The Question

There is an affordable housing crisis in communities across the developed world.

In 2018, nearly half of all renters in the United States were considered cost-burdened (defined as paying more than 30 percent of their income on housing) and 25 percent of rental households were severely- burdened, or paying more than 50 percent of their household income on housing costs.

Even prior to the global public health crisis in 2020, millions of American residential tenants were being evicted from their housing units every year.

According to the National Low Income Housing Coalition, the median wait time for applicants seeking Housing Choice Vouchers (Federal rental assistance) is 1.5 years and the wait time for Public Housing (administered through local Public Housing Authorities) is 9 months.

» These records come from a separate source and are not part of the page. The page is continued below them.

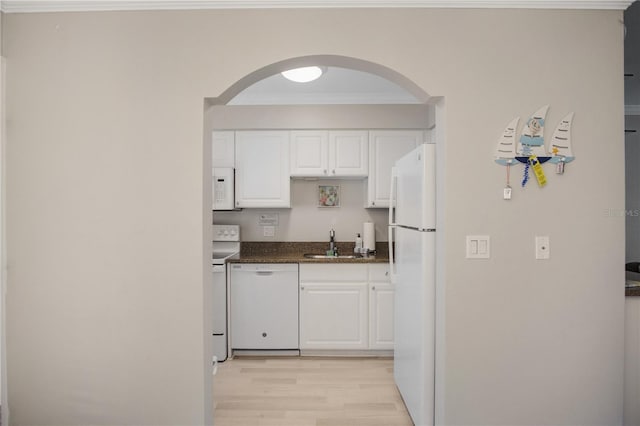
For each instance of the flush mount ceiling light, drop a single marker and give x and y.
(303, 75)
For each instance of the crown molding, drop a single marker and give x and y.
(29, 6)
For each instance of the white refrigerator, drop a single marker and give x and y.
(412, 219)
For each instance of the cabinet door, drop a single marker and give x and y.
(262, 169)
(309, 152)
(333, 316)
(381, 296)
(223, 148)
(348, 153)
(385, 148)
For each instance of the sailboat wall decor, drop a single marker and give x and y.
(506, 148)
(531, 141)
(560, 145)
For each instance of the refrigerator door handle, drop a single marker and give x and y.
(392, 223)
(392, 263)
(392, 196)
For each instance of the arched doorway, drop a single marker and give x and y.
(226, 113)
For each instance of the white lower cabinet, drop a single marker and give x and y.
(381, 302)
(340, 309)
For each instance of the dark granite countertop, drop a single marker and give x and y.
(293, 252)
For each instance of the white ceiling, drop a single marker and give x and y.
(15, 6)
(335, 86)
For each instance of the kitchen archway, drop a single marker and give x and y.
(222, 113)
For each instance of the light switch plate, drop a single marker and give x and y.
(478, 247)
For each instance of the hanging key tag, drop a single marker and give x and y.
(506, 195)
(537, 171)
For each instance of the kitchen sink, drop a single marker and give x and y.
(324, 256)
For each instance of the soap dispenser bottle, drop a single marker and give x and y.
(358, 246)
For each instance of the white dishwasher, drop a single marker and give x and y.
(264, 306)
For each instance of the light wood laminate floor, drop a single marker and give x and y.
(307, 392)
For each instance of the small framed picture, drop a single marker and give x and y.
(328, 196)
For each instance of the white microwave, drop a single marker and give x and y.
(223, 188)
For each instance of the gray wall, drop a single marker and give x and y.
(632, 185)
(107, 208)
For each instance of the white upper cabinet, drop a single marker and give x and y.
(262, 169)
(309, 153)
(385, 148)
(223, 148)
(322, 153)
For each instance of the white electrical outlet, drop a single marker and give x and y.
(478, 247)
(269, 231)
(542, 247)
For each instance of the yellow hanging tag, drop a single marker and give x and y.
(537, 170)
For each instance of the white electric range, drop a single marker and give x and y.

The demand for housing affordable to low-income families far outpaces supply.

As a result, there is now a shortage of more than 7 million housing units available at prices that extremely low-income American households can afford.

(Joint Center for Housing Studies of Harvard University)

The central issue at the root of these statistics is this: the price that must be charged to profit from selling or renting housing that meets all minimum regulatory requirements is far higher than what many households, spending no more than thirty percent of their incomes, can afford to have mortgaged or to cover in monthly rent payments.

Given these bleak statistics, is there a way to address the affordability crisis without sacrificing housing quality?